Archive for the 'pundits' Category

Interview with Dean Esmay from Dean’s World

Dean Esmay is a democracy and human rights advocate who lives near Ann Arbor, Michigan. He is also a freelance writer and editor, and one of the internet’s most popular webloggers. He is a senior contributor to Pajamas Media. He is a board member and co-founder of Operation Give, a charity that does major works helping distribute medical supplies and toys to children in Iraq. He is a graduate of Colorado Technical University, a husband and a father.

He is also a blogger for Dean’s World.

Simon Owens: One of the hotbed issues dealing with Middle Eastern terrorism has to do with access to weapons, and as you indicate in your post “Reports: Yemen Arming Somalia Again,” we are having a hard time with this particular problem. How do you think our US military should go about solving it?

Dean Esmay: The international arms trade is much like the international drug trade, and there is very little the U.S. military can do about either one. The State Department can apply pressure to government regimes that are irresponsible in the arms trade, such as Yemen. The U.S. military can find and destroy weapons caches in areas it controls, such as Iraq, but otherwise this is a matter of diplomacy and international finance, not military action.

Simon Owens: As a follow up question, do you think that the best way to fight terrorism is to cut off their weapons resources?

Dean Esmay: No. This is like saying that the best way to fight drug abuse is to cut off access to drugs to the drug dealers. No, the best way to fight terrorism is to help promote democracy, promote human freedom, and to put pressure on those government regimes which coopoerate with terrorist networks (all of which are non-democratic states, I might add).

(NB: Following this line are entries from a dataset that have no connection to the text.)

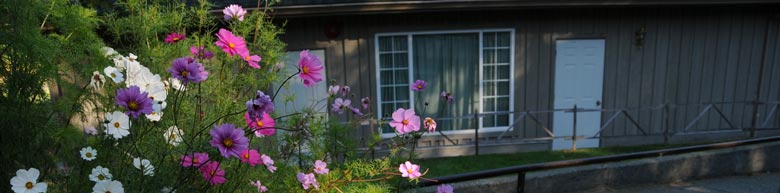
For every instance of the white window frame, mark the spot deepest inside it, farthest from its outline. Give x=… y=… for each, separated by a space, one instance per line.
x=410 y=50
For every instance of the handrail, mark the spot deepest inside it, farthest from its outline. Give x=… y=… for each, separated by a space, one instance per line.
x=522 y=169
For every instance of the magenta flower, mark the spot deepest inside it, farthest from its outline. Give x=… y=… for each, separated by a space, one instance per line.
x=429 y=124
x=201 y=52
x=268 y=162
x=229 y=140
x=261 y=103
x=310 y=68
x=260 y=187
x=405 y=121
x=419 y=85
x=230 y=43
x=188 y=70
x=446 y=96
x=262 y=126
x=339 y=105
x=307 y=180
x=213 y=173
x=412 y=171
x=174 y=37
x=252 y=60
x=195 y=159
x=320 y=167
x=444 y=188
x=234 y=11
x=251 y=157
x=365 y=102
x=135 y=101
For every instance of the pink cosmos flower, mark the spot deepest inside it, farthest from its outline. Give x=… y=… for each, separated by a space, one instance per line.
x=174 y=37
x=412 y=171
x=195 y=159
x=310 y=68
x=405 y=121
x=320 y=167
x=234 y=11
x=429 y=124
x=339 y=105
x=308 y=179
x=262 y=126
x=365 y=102
x=260 y=187
x=419 y=85
x=231 y=44
x=268 y=162
x=213 y=173
x=251 y=157
x=444 y=188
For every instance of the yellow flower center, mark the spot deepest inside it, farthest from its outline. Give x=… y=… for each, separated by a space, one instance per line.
x=227 y=142
x=132 y=105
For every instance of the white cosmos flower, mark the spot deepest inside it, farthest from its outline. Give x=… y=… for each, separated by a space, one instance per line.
x=173 y=135
x=108 y=187
x=114 y=74
x=100 y=174
x=97 y=80
x=26 y=181
x=117 y=124
x=88 y=153
x=144 y=165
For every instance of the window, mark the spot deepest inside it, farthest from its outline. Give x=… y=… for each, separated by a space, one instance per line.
x=475 y=66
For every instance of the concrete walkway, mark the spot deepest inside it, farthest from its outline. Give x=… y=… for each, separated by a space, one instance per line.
x=760 y=183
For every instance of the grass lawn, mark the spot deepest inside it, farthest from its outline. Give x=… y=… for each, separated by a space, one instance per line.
x=455 y=165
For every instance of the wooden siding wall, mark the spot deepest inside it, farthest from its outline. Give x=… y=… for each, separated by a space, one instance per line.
x=690 y=56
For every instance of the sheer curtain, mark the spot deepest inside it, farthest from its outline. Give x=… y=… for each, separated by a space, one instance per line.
x=448 y=62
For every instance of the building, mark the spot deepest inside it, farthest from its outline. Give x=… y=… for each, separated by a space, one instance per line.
x=645 y=71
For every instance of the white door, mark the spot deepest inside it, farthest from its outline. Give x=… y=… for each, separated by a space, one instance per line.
x=579 y=74
x=304 y=97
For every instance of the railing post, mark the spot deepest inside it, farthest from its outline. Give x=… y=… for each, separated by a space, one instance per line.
x=574 y=130
x=521 y=182
x=476 y=131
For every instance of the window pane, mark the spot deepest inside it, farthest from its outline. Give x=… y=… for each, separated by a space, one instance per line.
x=400 y=43
x=401 y=60
x=503 y=88
x=502 y=56
x=385 y=43
x=503 y=72
x=388 y=94
x=402 y=93
x=503 y=39
x=385 y=60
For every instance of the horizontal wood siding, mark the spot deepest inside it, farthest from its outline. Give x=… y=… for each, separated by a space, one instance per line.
x=689 y=57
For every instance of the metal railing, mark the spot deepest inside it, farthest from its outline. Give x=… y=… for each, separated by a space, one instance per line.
x=521 y=170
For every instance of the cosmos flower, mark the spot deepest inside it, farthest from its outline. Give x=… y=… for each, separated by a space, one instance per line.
x=405 y=121
x=310 y=68
x=174 y=37
x=412 y=171
x=229 y=140
x=419 y=85
x=234 y=11
x=100 y=174
x=135 y=101
x=231 y=44
x=88 y=153
x=320 y=167
x=26 y=181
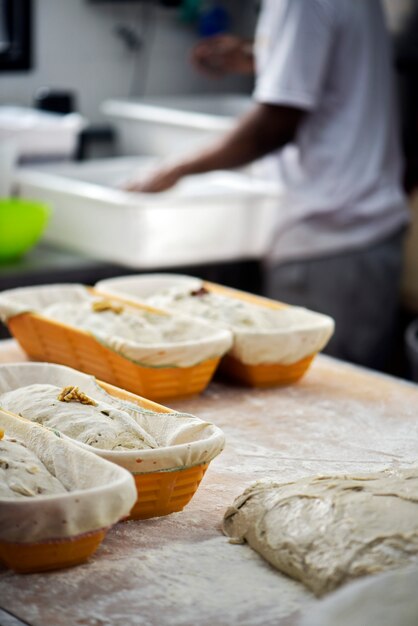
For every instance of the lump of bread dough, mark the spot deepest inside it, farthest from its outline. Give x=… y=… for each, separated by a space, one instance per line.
x=325 y=531
x=22 y=473
x=98 y=424
x=223 y=311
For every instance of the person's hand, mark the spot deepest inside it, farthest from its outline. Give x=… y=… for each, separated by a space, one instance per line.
x=223 y=54
x=161 y=180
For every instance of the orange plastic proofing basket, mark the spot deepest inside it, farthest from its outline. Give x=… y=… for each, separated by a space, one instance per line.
x=264 y=375
x=46 y=340
x=160 y=493
x=26 y=558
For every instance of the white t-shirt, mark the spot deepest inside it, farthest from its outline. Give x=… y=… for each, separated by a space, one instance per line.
x=340 y=177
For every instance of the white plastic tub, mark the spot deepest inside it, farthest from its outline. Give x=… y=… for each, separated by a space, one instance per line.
x=213 y=217
x=173 y=125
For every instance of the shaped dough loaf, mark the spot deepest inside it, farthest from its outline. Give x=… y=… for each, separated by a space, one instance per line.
x=325 y=531
x=101 y=426
x=22 y=473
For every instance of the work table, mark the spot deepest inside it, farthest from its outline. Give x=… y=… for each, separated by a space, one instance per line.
x=180 y=570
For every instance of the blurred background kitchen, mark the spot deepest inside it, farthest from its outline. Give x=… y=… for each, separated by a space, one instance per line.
x=92 y=90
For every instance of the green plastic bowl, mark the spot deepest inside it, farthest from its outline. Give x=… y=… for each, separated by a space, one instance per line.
x=22 y=223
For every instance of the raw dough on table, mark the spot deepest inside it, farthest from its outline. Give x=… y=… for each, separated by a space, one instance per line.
x=101 y=425
x=325 y=531
x=22 y=473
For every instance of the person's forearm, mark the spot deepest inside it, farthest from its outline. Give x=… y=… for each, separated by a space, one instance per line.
x=259 y=133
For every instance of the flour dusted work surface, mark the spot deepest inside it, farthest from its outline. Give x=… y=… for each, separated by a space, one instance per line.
x=389 y=599
x=327 y=530
x=179 y=570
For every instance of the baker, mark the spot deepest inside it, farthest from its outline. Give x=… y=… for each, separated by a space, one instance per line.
x=324 y=107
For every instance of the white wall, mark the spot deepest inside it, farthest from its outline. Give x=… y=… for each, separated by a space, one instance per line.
x=76 y=49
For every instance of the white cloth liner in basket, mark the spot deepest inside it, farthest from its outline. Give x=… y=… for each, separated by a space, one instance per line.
x=300 y=332
x=212 y=342
x=99 y=493
x=184 y=440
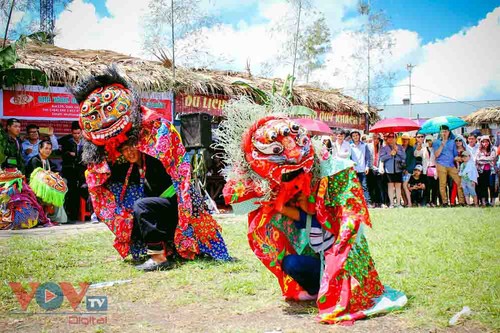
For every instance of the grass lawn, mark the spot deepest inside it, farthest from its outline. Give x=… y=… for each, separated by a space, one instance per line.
x=443 y=259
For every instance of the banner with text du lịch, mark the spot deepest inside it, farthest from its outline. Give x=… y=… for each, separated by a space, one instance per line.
x=57 y=103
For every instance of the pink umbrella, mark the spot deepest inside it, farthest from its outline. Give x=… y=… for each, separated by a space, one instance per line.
x=394 y=125
x=315 y=127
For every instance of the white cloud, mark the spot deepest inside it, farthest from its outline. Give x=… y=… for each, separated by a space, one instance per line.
x=462 y=66
x=79 y=27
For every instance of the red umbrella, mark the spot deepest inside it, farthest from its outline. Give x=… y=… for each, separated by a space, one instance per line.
x=314 y=126
x=394 y=125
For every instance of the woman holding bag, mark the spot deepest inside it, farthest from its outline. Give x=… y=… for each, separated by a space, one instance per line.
x=485 y=161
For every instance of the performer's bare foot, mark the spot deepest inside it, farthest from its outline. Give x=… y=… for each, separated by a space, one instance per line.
x=157 y=262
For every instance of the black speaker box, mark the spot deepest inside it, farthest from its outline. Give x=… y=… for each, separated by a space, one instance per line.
x=196 y=130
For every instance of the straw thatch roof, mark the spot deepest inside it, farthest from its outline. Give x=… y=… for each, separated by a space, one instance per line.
x=489 y=115
x=65 y=67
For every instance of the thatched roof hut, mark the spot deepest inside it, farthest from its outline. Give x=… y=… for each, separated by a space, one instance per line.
x=489 y=115
x=65 y=67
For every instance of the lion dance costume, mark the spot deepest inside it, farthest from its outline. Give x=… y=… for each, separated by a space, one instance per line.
x=275 y=161
x=110 y=113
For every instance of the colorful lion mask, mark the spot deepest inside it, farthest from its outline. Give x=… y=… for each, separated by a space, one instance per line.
x=277 y=146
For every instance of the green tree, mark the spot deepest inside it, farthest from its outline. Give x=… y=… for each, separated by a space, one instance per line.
x=9 y=74
x=183 y=24
x=375 y=45
x=308 y=40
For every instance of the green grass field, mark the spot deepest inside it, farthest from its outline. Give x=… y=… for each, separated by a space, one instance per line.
x=443 y=259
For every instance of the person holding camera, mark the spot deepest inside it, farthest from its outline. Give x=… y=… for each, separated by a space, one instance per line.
x=445 y=151
x=416 y=186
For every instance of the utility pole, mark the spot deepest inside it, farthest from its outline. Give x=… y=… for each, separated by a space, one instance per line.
x=8 y=23
x=173 y=58
x=409 y=67
x=47 y=19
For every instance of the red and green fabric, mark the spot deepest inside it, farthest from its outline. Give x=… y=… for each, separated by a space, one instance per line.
x=196 y=228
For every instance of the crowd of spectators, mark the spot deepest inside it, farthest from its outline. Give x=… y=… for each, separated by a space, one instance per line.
x=421 y=170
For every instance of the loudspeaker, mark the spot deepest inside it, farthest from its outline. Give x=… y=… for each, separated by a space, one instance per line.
x=196 y=130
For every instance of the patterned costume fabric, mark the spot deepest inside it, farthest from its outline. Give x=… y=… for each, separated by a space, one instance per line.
x=19 y=208
x=108 y=116
x=350 y=288
x=196 y=228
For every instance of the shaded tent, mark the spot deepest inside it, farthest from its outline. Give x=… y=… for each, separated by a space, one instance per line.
x=489 y=115
x=64 y=67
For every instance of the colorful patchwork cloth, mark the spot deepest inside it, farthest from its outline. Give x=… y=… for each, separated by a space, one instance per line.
x=19 y=208
x=197 y=232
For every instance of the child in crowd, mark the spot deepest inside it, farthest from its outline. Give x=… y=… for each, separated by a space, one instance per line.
x=469 y=174
x=416 y=186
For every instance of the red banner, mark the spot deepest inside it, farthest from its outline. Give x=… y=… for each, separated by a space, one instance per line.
x=37 y=103
x=212 y=104
x=61 y=127
x=56 y=103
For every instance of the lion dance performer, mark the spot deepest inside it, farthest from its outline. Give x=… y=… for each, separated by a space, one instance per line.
x=306 y=213
x=139 y=178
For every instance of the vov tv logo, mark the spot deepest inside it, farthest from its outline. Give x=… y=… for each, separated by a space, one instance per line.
x=50 y=296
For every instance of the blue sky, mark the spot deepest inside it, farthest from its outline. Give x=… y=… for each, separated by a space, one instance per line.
x=432 y=19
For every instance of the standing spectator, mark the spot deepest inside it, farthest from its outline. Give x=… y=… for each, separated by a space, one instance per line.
x=469 y=175
x=472 y=146
x=461 y=147
x=73 y=170
x=429 y=170
x=13 y=149
x=376 y=181
x=361 y=156
x=342 y=148
x=393 y=157
x=327 y=142
x=485 y=161
x=409 y=165
x=416 y=186
x=30 y=145
x=41 y=160
x=445 y=151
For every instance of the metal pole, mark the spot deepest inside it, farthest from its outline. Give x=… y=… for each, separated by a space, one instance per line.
x=410 y=67
x=296 y=43
x=8 y=22
x=367 y=116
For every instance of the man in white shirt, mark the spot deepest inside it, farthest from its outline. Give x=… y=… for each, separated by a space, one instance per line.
x=342 y=148
x=362 y=157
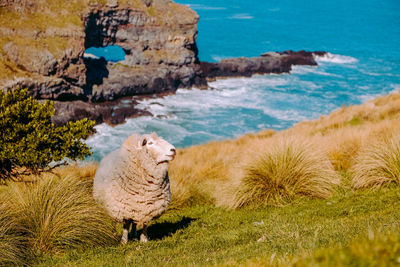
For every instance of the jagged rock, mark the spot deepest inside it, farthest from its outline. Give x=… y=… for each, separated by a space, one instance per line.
x=271 y=62
x=159 y=39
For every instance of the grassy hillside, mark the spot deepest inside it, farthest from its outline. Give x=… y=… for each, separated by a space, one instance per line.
x=323 y=193
x=28 y=27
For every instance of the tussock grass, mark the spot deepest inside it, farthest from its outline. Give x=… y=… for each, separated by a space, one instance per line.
x=292 y=168
x=59 y=213
x=378 y=164
x=12 y=245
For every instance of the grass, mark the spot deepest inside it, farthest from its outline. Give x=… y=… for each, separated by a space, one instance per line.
x=308 y=223
x=207 y=235
x=12 y=245
x=290 y=169
x=372 y=249
x=378 y=164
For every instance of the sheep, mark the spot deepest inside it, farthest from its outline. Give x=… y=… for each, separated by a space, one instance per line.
x=133 y=184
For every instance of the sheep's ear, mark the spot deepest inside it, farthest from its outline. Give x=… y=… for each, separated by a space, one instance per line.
x=131 y=141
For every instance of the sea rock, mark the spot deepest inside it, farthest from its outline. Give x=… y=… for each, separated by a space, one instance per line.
x=42 y=48
x=271 y=62
x=158 y=37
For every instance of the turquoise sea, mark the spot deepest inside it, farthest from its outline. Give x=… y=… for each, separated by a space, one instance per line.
x=362 y=37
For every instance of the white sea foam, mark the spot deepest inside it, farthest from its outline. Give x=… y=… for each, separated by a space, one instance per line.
x=241 y=16
x=334 y=58
x=300 y=70
x=203 y=7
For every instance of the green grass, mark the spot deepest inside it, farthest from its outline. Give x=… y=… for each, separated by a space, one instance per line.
x=56 y=214
x=206 y=235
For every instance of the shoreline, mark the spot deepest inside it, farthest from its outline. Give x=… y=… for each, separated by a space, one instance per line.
x=115 y=112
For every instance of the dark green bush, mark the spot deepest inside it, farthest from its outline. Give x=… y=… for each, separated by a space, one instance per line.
x=29 y=140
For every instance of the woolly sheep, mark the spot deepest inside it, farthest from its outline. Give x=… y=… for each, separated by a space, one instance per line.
x=132 y=182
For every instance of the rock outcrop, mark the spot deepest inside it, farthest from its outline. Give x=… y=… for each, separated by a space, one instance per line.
x=42 y=45
x=271 y=62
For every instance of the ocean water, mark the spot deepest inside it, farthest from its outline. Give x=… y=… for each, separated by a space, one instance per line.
x=362 y=37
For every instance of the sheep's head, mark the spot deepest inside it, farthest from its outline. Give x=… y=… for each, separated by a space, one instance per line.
x=159 y=149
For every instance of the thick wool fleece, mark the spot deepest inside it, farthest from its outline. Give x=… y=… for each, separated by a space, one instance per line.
x=131 y=185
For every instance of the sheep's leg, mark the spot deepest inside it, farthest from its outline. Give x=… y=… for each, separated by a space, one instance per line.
x=143 y=236
x=125 y=231
x=133 y=232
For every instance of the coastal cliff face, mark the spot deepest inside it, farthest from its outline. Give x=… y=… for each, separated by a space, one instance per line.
x=42 y=44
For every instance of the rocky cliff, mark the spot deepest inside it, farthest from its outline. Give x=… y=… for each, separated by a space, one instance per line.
x=42 y=44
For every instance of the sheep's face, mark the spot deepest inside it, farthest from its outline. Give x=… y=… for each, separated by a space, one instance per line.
x=159 y=149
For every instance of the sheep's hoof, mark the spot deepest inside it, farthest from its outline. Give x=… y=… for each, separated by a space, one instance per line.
x=143 y=238
x=124 y=241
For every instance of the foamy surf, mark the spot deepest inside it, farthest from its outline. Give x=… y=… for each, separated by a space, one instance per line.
x=334 y=58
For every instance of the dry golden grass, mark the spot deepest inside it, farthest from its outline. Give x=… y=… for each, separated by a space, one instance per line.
x=289 y=169
x=12 y=245
x=58 y=212
x=378 y=164
x=213 y=172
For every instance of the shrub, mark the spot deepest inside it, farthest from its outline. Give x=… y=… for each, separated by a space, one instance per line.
x=28 y=138
x=59 y=213
x=290 y=169
x=378 y=164
x=12 y=246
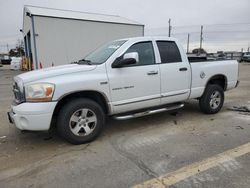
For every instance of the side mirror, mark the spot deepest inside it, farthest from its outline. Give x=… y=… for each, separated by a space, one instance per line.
x=128 y=59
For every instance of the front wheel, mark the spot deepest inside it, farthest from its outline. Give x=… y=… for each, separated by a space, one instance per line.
x=212 y=100
x=80 y=121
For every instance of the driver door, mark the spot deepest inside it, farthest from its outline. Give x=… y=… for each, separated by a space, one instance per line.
x=136 y=86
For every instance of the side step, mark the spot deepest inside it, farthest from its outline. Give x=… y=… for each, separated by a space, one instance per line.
x=149 y=112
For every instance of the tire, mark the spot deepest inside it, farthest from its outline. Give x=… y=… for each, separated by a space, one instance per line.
x=212 y=99
x=80 y=121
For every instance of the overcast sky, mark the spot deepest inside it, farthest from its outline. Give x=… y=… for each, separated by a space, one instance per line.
x=226 y=22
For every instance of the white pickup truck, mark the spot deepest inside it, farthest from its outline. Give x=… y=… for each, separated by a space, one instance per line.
x=124 y=79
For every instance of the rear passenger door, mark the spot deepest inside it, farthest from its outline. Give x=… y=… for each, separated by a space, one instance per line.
x=175 y=73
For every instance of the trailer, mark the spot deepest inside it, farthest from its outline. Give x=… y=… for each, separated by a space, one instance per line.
x=55 y=37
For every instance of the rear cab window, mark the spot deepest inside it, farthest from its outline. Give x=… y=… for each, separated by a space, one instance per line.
x=169 y=52
x=145 y=51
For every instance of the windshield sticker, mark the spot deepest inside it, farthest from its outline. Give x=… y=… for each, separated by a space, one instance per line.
x=114 y=46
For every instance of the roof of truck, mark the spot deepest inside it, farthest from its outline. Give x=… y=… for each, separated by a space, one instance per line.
x=77 y=15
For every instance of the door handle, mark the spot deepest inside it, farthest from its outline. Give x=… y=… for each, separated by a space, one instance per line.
x=183 y=69
x=152 y=72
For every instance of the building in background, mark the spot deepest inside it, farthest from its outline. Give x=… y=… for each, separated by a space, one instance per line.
x=57 y=37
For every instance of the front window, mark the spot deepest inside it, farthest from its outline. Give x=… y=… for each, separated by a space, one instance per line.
x=101 y=54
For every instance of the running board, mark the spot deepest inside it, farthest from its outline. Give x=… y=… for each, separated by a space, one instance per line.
x=148 y=112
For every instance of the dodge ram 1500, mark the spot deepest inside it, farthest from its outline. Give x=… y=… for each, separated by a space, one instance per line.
x=124 y=79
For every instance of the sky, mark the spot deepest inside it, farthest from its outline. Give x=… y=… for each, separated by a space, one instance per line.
x=226 y=22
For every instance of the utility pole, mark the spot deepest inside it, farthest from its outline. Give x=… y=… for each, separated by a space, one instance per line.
x=169 y=27
x=201 y=39
x=188 y=44
x=8 y=48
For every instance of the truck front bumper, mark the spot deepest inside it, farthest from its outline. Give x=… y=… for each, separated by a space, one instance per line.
x=32 y=116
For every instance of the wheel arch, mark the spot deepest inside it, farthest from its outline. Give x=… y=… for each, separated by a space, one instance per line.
x=96 y=96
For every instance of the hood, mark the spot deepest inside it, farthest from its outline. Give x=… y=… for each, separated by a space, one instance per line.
x=53 y=71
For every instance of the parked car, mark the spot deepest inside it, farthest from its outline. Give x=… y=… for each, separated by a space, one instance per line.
x=123 y=79
x=15 y=63
x=245 y=58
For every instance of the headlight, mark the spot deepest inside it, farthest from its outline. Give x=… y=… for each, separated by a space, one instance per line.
x=42 y=92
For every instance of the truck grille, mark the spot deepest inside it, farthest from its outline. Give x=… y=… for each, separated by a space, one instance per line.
x=19 y=98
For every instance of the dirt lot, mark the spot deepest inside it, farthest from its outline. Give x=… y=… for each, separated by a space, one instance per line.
x=188 y=150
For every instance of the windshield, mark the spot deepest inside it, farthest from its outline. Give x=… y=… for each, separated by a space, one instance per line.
x=101 y=54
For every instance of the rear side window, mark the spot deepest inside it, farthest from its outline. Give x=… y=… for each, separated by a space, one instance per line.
x=145 y=51
x=169 y=52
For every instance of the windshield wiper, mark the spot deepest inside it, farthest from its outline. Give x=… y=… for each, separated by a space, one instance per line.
x=85 y=61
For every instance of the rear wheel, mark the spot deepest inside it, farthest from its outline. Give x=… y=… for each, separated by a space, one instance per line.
x=80 y=121
x=212 y=100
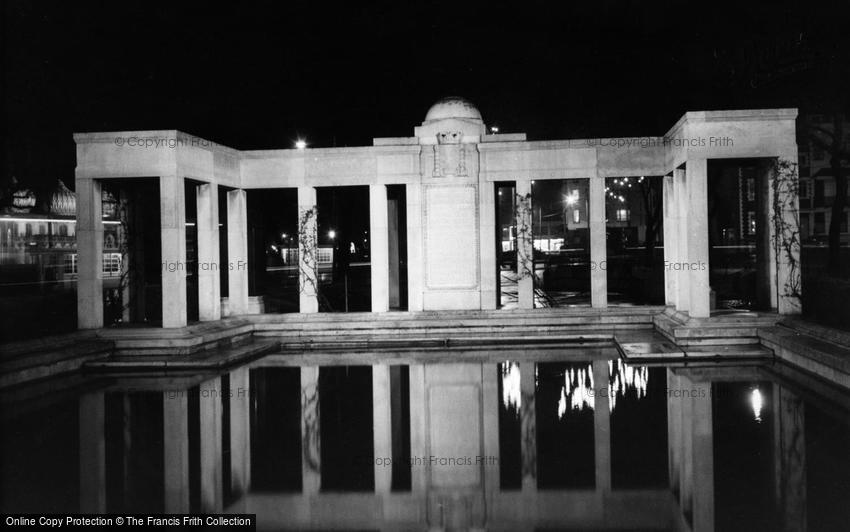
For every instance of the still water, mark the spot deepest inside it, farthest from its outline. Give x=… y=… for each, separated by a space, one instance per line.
x=553 y=439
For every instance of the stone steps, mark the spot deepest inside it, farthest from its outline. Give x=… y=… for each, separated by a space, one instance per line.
x=824 y=355
x=44 y=361
x=732 y=330
x=183 y=341
x=214 y=359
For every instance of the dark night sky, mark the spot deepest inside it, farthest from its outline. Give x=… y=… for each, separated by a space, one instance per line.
x=259 y=75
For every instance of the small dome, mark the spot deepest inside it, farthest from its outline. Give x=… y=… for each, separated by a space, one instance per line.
x=453 y=107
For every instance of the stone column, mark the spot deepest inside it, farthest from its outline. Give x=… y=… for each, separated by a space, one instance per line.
x=379 y=248
x=487 y=247
x=415 y=260
x=175 y=436
x=680 y=199
x=602 y=426
x=703 y=458
x=308 y=242
x=240 y=431
x=89 y=254
x=393 y=257
x=210 y=439
x=172 y=215
x=790 y=450
x=528 y=427
x=418 y=431
x=670 y=227
x=525 y=245
x=209 y=287
x=382 y=419
x=598 y=245
x=311 y=466
x=92 y=453
x=237 y=252
x=696 y=180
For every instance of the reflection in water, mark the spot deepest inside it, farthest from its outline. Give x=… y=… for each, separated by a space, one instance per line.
x=757 y=402
x=577 y=391
x=624 y=377
x=566 y=454
x=511 y=394
x=751 y=454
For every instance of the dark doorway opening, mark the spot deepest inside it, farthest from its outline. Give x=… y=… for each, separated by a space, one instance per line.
x=343 y=254
x=273 y=248
x=397 y=240
x=506 y=268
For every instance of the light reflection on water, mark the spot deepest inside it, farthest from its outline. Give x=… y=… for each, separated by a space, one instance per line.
x=578 y=390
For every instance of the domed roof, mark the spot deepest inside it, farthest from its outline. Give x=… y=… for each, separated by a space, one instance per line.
x=453 y=107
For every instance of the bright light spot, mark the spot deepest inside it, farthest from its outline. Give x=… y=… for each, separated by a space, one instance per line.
x=511 y=389
x=757 y=403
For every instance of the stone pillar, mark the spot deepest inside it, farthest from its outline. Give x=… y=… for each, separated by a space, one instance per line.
x=696 y=180
x=237 y=252
x=680 y=199
x=379 y=248
x=175 y=437
x=528 y=427
x=308 y=242
x=393 y=254
x=92 y=453
x=598 y=245
x=311 y=466
x=487 y=231
x=415 y=260
x=703 y=458
x=89 y=254
x=670 y=228
x=790 y=450
x=240 y=431
x=602 y=426
x=210 y=439
x=209 y=287
x=418 y=430
x=382 y=419
x=525 y=245
x=172 y=215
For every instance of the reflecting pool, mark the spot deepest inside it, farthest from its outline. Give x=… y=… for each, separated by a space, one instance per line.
x=509 y=439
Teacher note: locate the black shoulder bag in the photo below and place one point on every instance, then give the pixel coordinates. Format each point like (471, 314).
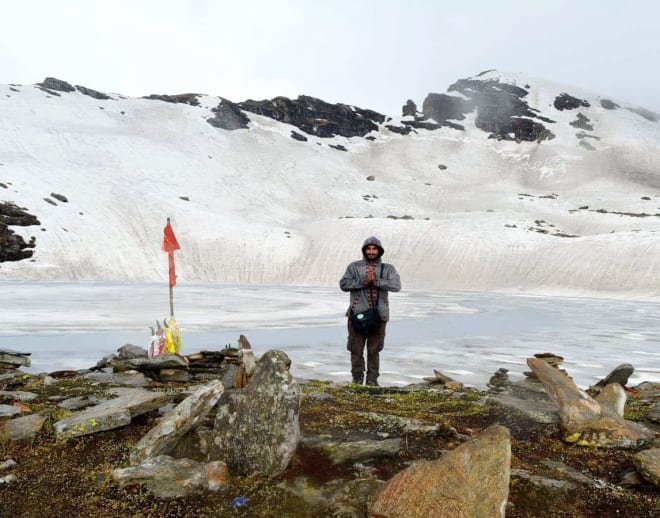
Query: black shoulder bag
(368, 320)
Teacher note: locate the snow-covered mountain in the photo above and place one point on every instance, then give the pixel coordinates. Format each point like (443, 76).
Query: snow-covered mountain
(502, 183)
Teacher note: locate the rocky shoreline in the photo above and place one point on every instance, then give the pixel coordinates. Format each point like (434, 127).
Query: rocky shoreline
(222, 433)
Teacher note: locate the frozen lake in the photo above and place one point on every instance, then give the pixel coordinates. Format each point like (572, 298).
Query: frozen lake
(465, 335)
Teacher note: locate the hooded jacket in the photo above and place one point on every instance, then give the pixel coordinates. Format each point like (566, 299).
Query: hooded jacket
(356, 273)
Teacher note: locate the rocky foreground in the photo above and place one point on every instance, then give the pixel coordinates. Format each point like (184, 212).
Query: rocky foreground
(223, 433)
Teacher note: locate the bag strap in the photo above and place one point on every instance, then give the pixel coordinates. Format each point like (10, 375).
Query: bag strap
(377, 288)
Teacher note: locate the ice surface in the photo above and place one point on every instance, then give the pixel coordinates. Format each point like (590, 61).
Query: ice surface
(465, 335)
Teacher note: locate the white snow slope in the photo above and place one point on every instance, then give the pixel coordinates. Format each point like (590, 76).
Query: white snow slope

Simon Owens: Do you tend to blog about whatever issue is the most talked-about at the time of posting, or do you like to search for the overlooked stories that nobody has noticed yet?

Dean Esmay: More the latter than the former. Obviously some stories are so big you can’t help but remark upon them, but we usually try to avoid the mad rush of the 24 hour news cycle.

Simon Owens: How do you go about finding the articles you link to in your blog? Do you find them from other blogs, or are there particular news services you monitor?

Dean Esmay: I get a ton of links mailed to me every day. I’d say about a quarter of my links come from that. I also enjoy randomly browsing the blogs from my blogroll, looking for something interesting. And yes, I scan a few different internet news services periodically.

Simon Owens: Do you think that as each election cycle comes around, political blogs gain more and more influence over the political process?

Dean Esmay: Yes. And they’re alread more important than most people think. But not in the way some bloggers would like to think. It’s not that so many people read political blogs, or that a majority of voters will ever read them. That’s not what makes blogs important. Ditto the impact of blogs as a fundraising tool, which can be significant but will never replace traditional fundraising channels.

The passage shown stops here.